# Personal Protection Trainer Needed in OHIO



## joeybrady7 (Oct 31, 2018)

I am looking to get Apollo my 9mo GSD trained in Personal Protection (bite work, barking on command, healing close etc) and I am around the Cleveland Ohio area. Does anybody know any trainers that specialize in this around my area?


----------



## onyx'girl (May 18, 2007)

be very very careful.....there are trainers in OH that make my skin crawl. I would get with a PSA, WDA, or IPO club as transparency is easier, especially if you are a novice. Any of those clubs can help you with your requirements.
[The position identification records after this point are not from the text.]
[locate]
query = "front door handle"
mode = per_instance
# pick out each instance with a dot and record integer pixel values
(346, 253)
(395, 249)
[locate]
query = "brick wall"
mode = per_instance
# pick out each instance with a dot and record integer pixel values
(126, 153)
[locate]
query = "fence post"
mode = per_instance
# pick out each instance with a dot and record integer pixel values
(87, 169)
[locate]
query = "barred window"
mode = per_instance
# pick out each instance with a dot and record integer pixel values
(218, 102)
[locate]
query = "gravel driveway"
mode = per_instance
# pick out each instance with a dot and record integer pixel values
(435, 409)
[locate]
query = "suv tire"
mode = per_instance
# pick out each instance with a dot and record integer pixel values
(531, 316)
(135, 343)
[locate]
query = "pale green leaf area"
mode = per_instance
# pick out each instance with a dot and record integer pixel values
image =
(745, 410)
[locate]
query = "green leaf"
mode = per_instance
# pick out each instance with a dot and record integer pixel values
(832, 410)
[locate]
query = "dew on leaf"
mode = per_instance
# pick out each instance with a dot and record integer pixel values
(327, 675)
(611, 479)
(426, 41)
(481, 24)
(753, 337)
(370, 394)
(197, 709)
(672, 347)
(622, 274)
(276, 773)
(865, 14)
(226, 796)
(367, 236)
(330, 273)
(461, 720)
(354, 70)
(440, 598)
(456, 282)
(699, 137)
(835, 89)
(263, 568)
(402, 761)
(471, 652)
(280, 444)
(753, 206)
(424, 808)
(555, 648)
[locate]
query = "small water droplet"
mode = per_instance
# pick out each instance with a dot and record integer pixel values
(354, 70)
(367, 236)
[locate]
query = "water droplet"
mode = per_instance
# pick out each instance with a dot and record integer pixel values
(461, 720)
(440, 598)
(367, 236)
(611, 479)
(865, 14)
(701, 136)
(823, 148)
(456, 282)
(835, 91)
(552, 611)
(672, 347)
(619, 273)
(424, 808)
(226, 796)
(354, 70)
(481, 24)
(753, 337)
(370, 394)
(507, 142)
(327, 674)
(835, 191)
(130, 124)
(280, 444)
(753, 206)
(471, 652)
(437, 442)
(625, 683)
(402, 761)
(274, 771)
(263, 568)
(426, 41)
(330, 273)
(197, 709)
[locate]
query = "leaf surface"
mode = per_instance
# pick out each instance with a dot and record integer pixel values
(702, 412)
And, you should be involved in every aspect of the training so your handling skills are as good as your dogs training.


----------



## Nigel (Jul 10, 2012)

onyx'girl said:


> be very very careful.....there are trainers in OH that make my skin crawl. I would get with a PSA, WDA, or IPO club as transparency is easier, especially if you are a novice. Any of those clubs can help you with your requirements. And, you should be involved in every aspect of the training so your handling skills are as good as your dogs training.


Agree^^^ Be super careful who you decide to work with, there are lots "snake oil" salesman type dog trainers residing in Ohio for some reason. I'd go the route Onyx'girl suggested.


----------



## joeybrady7 (Oct 31, 2018)

onyx'girl said:


> be very very careful.....there are trainers in OH that make my skin crawl. I would get with a PSA, WDA, or IPO club as transparency is easier, especially if you are a novice. Any of those clubs can help you with your requirements. And, you should be involved in every aspect of the training so your handling skills are as good as your dogs training.


 That’s what I would be looking for. Is a place where I am trained equally as much as the dog is. A trained dog is nothing without a trained handler.


----------